- Artist: Yoko Ono
- Year: 1961–1962
- Location: Museum of Modern Art, New York

= Instructions for Paintings =

1961–62 conceptual artwork by Yoko Ono

Instructions for Paintings (aka 22 Instructions for Paintings) is a 1961–2 conceptual artwork of 22 instructions for paintings by Yoko Ono, handwritten in Japanese by her then-husband, the avant-garde composer Toshi Ichiyanagi. There were no associated paintings, just the instructions to create the paintings.

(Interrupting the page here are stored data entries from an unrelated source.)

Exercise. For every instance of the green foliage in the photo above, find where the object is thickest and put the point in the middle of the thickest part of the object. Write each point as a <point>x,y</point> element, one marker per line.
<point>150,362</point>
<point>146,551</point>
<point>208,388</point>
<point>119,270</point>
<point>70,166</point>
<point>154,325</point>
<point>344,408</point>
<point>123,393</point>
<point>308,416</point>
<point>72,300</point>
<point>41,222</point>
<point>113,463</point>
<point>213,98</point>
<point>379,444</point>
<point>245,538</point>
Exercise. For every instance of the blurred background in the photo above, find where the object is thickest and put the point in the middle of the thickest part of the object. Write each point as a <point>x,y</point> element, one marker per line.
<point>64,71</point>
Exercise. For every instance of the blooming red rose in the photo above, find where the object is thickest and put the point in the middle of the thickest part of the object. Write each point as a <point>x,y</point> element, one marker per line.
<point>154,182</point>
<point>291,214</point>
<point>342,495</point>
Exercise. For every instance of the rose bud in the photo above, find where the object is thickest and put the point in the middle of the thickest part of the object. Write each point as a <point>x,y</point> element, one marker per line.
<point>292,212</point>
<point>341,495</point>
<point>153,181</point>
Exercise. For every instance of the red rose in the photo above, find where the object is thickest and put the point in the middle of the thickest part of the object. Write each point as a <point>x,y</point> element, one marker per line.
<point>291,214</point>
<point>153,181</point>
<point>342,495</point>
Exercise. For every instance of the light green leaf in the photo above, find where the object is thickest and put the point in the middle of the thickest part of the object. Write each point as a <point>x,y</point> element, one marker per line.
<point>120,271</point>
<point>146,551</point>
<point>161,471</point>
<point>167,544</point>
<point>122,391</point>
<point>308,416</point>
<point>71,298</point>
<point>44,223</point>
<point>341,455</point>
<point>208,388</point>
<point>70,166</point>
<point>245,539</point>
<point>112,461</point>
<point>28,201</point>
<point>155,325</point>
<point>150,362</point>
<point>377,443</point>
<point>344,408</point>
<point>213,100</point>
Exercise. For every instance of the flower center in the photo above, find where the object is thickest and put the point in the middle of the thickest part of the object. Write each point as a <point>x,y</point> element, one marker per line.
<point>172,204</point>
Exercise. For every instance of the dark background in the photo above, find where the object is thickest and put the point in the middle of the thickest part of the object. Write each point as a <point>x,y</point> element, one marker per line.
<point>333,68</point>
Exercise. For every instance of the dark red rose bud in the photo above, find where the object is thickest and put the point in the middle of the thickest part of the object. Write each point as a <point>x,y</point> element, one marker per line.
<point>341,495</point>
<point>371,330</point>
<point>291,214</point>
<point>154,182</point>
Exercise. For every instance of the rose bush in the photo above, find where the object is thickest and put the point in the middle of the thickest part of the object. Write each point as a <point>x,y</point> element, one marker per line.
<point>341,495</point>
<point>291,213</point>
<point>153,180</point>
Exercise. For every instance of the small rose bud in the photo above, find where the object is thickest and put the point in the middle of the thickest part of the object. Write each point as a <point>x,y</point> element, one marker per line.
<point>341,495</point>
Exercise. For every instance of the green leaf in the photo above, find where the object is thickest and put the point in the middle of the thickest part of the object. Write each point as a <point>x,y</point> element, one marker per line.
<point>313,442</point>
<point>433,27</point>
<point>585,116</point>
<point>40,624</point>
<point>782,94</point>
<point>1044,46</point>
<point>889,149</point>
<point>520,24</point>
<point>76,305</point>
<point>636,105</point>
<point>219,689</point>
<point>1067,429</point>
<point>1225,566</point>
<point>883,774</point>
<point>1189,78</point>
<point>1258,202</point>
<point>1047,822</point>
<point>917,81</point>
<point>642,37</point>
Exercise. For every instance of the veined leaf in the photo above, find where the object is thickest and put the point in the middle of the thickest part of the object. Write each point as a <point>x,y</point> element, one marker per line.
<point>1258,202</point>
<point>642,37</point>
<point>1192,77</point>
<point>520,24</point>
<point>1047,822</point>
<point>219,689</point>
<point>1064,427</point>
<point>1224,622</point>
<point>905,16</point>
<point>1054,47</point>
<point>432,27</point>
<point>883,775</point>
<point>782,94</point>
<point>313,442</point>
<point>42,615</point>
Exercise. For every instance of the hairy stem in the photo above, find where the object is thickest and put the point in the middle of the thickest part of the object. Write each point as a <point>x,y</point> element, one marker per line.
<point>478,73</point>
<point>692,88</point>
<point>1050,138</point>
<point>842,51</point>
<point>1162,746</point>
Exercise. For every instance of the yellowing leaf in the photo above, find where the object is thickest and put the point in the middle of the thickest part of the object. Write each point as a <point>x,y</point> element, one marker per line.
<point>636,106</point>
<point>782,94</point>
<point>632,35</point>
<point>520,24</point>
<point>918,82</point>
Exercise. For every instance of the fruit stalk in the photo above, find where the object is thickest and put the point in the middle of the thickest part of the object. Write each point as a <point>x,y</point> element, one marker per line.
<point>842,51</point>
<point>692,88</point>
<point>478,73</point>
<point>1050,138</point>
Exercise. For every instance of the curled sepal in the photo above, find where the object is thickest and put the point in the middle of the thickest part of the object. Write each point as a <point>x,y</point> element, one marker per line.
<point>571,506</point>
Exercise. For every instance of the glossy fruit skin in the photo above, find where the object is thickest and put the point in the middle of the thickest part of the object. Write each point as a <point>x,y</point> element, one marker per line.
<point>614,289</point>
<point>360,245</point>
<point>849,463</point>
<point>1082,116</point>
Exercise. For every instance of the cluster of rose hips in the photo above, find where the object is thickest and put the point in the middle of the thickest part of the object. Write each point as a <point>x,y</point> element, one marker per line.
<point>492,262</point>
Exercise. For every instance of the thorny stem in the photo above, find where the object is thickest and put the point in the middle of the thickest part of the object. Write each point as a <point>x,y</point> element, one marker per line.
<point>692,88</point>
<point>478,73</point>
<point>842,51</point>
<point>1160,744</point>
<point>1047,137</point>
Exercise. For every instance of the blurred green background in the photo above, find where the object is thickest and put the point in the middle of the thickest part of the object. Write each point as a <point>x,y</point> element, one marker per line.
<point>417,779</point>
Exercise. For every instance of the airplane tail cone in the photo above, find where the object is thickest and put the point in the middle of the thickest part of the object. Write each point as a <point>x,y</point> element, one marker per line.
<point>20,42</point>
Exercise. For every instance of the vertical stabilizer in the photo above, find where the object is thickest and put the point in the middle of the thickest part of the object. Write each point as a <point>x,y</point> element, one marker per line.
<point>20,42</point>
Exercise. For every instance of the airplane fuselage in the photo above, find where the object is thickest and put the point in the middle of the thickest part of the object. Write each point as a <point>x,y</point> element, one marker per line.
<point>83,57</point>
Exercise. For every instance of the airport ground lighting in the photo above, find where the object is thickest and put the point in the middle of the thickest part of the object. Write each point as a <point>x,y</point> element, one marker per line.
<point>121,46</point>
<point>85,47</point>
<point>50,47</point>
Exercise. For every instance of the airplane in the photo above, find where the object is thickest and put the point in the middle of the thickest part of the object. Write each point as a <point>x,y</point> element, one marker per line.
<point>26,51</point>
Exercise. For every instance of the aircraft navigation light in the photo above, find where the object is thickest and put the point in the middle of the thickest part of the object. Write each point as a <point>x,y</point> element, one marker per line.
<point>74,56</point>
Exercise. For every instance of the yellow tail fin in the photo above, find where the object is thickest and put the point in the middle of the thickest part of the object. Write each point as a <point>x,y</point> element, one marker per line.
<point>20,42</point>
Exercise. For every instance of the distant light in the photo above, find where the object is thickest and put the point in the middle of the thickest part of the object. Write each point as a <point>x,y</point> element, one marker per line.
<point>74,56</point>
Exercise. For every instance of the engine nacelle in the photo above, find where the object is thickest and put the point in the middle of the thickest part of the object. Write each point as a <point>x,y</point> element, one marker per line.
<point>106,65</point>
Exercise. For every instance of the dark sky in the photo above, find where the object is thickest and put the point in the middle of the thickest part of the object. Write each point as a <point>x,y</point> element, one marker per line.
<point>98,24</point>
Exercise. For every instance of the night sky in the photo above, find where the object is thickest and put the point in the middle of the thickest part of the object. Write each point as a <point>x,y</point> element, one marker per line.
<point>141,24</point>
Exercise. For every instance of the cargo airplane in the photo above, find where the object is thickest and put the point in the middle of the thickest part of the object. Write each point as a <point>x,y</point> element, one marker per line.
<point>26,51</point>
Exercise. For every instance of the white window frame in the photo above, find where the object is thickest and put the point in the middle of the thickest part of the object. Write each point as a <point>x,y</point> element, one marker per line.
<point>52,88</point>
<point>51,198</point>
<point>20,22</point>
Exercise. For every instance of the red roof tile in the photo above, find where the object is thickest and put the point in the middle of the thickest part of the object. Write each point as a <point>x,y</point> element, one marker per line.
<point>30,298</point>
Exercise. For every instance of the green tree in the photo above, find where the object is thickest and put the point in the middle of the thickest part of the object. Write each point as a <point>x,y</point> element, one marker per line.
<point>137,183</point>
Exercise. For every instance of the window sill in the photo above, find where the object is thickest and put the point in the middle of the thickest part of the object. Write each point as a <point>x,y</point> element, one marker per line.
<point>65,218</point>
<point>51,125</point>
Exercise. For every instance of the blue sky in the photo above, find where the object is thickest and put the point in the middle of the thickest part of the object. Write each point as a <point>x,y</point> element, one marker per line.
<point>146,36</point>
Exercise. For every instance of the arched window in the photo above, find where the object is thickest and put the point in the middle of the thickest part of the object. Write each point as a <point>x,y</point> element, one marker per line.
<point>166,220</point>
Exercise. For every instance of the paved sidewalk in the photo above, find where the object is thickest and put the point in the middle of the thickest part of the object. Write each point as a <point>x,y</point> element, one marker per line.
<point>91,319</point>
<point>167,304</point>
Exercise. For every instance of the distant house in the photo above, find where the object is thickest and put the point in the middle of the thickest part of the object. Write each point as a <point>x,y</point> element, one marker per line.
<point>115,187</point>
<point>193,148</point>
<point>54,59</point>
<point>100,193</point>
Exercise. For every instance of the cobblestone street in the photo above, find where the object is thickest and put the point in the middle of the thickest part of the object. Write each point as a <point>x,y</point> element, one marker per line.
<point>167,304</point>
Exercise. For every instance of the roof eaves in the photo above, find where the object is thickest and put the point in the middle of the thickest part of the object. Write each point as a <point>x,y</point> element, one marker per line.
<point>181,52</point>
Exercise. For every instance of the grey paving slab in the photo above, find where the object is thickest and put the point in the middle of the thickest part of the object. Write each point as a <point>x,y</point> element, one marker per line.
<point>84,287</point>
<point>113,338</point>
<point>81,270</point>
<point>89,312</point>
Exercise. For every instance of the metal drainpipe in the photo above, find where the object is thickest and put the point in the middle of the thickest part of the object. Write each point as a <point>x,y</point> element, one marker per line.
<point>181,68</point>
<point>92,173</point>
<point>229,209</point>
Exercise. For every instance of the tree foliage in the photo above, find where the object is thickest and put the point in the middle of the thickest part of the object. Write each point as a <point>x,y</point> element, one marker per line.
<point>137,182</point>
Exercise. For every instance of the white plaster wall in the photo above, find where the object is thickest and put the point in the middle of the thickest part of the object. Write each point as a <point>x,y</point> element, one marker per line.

The works were originally shown in Tokyo on May 24, 1962, at the Sogetsu Art Center, as part of a concert and exhibition by Ono. Later, they were exhibited in New York. The works were exhibited in 1993 at Galeria 56 in Budapest, Hungary, and an associated book was published. They were included in the 2015 retrospective exhibition Yoko Ono: One Woman Show: 1960–1971 at the Museum of Modern Art in New York. In 2019, the works were transferred as part of the Gilbert and Lila Silverman Instruction Drawing Collection in Detroit to the collection of the Museum of Modern Art. and they were included in the retrospective exhibition Yoko Ono: One Woman Show: 1960–1971.
They were also exhibited in the 2024 retrospective exhibition Yoko Ono: Music of the Mind at the Tate Modern gallery in London.

Instructions for artworks, musical compositions, and performances were also included in Ono's 1964 Grapefruit book, reissued in 2000. Instructions for Paintings has been described as "a watershed in the history of Conceptual art".